A Calculating GPS Uncertainty for a Bicycle Trip

[Robin64]

Let's say I have a GPS unit that reports an "accuracy" (this is what the GPS device reports as the uncertainty in the measurement of position) of 15ft. I travel some distance, with the GPS reporting a position every second. At the end of 1000 seconds I arrive at my destination. For the sake of the analysis I'm going to assume that the "accuracy" is constant and restricted to a plane (I'm not concerned about elevation changes and uncertainty associated with elevation measurement). I'm also going to assume that uncertainty is a function of radius, and angle, where angle is measured as the angle between my actual path and the segment between my current reported position and my last. I'm assuming that uncertainty in angle is uniformly distributed over 2π radians. My last assumption is that the correct way to calculate the total uncertainty for my trip is through quadrature; however I'm not quite sure what form each term in the quadrature takes.

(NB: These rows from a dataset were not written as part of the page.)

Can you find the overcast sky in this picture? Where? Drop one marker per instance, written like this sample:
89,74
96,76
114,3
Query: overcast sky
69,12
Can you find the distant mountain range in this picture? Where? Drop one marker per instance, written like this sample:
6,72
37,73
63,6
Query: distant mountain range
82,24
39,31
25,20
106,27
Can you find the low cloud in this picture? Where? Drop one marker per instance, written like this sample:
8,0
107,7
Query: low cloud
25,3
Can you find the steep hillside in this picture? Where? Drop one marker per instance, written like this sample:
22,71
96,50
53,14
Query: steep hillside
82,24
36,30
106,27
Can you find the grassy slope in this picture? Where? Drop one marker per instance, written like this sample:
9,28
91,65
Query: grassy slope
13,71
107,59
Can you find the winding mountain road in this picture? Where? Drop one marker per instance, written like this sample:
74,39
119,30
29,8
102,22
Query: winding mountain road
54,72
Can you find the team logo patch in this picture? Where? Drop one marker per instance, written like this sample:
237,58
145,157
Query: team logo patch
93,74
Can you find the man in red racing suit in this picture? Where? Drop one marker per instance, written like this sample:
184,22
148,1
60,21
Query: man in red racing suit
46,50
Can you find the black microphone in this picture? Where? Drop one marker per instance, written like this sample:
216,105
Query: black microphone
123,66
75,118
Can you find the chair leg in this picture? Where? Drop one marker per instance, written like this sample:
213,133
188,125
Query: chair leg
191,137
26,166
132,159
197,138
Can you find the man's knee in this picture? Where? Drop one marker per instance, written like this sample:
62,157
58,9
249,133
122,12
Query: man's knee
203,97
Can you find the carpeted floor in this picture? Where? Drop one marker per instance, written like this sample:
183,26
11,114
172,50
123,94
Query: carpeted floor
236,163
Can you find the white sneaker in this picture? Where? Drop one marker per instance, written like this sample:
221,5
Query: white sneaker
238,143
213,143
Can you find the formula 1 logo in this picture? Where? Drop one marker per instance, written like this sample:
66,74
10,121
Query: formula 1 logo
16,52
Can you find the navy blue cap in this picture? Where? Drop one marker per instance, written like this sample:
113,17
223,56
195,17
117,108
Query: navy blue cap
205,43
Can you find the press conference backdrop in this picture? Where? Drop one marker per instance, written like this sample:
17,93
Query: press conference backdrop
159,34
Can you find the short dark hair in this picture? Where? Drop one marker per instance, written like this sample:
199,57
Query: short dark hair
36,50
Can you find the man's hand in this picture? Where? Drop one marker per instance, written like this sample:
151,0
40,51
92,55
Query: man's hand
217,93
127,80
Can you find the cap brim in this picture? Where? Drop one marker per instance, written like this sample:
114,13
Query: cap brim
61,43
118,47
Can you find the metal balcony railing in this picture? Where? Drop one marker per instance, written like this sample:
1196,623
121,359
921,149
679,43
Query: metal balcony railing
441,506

Can someone give me some insight?

Note that I'm not concerned about the other sources of GPS error.

 

[Dale]

Hi Robin64, welcome to PF!

the total uncertainty for my trip

What do you mean by total uncertainty for the trip. The 15 m uncertainty is an uncertainty in position, but a trip isn't a position. Are you interested in the uncertainty of the final position or in the length of the path or what?

 

[Robin64]

I should have been more clear, I'm speaking with respect to how a bicycle GPS computer calculates the total distance for a trip, wherein the total distance is the sum of the distances measured with a given sampling frequency (my computer records GPS data once per second.).

Hi Robin64, welcome to PF!

What do you mean by total uncertainty for the trip. The 15 m uncertainty is an uncertainty in position, but a trip isn't a position. Are you interested in the uncertainty of the final position or in the length of the path or what?